On Tue, Sep 1, 2009 at 7:22 AM, Bruno Filipe <brun0_filipe at yahoo.com> wrote:

> Something Weird is happening to me...the setup is very simple (there's
> nothing fancy) but for some reason I do have my switch ports flapping all
> the time and due to the fact the spanning tree is busy converging whenever
> that happens causing lot of problems...
>


> Syslog OUTPUT
> Sep  1 11:37:37 cat1.lda2.ao.isp.net 2045: Sep  1 11:37:17.823 GMT+1:
> %SW_MATM-4-MACFLAP_NOTIF: Host 0023.3314.0420 in vlan 291 is flapping
> between port Fa0/9 and port Fa0/1
> Sep  1 11:37:37 cat1.lda2.isp.net 2046: Sep  1 11:37:17.932 GMT+1:
> %SW_MATM-4-MACFLAP_NOTIF: Host 0013.8fb8.cb9d in vlan 292 is flapping
> between port Fa0/9 and port Fa0/11
>
>
It isn't clear to me which switch on your diagram is logging this message.
 Is it a switch that is actually doing QinQ?  I have run into problems
before where I had a metro-Ethernet link provided to me by a provider that
used QinQ.  So, none of my switches were speaking QinQ.  The problem I ran
into is that my 6500 switches use the same MAC address for every "interface
vlan" on the switch.  I then had half of my spanning tree roots set to one
switch, and the other half set to the other switch.

This resulted in the same mac address being transmitted in both directions
around my redundant metro-e loop.  None of MY switches ever logged the "is
flapping between..." message, but my provider did get that message logged
constantly.  For me, it just looked like I kept losing connectivity because
whenever the mac address went one way, one half of the vlans worked.  When
it went the other way, the other half of the VLANs worked.

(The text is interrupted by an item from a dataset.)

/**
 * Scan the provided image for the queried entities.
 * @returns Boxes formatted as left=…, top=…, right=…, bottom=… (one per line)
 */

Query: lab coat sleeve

Here's an old diagram I prepared years ago explaining the situation:

http://www.overloaded.net/pics/qinq.gif

You won't run into this problem if a) you never reuse a mac address across
VLANs, or b) all your STP roots are the same, or c) you don't have redundant
links forming a loop that includes QinQ.

The average customer of a QinQ metro-e provider likely won't notice this
issue mostly because of "C".  I suspect most customers of metro-e providers
using QinQ probably aren't using the QinQ based link to form a redundant
loop.  In my case, I almost always need redundant bridging of all VLANs
between datacenters.

Our solution?  We now ask every provider that we might buy metro-e from if
they are using QinQ.  If they say yes, they are disqualified.
 Unfortunately, some say no but turn out to be using it after all.  It is
quite frustrating to spend lots of money and time trying to get a provider
to turn a circuit up in time for a big project only to find that once the
circuit is delivered, we can't turn up redundancy across it because the
circuit is unable to carry reused MAC addresses across different VLANs.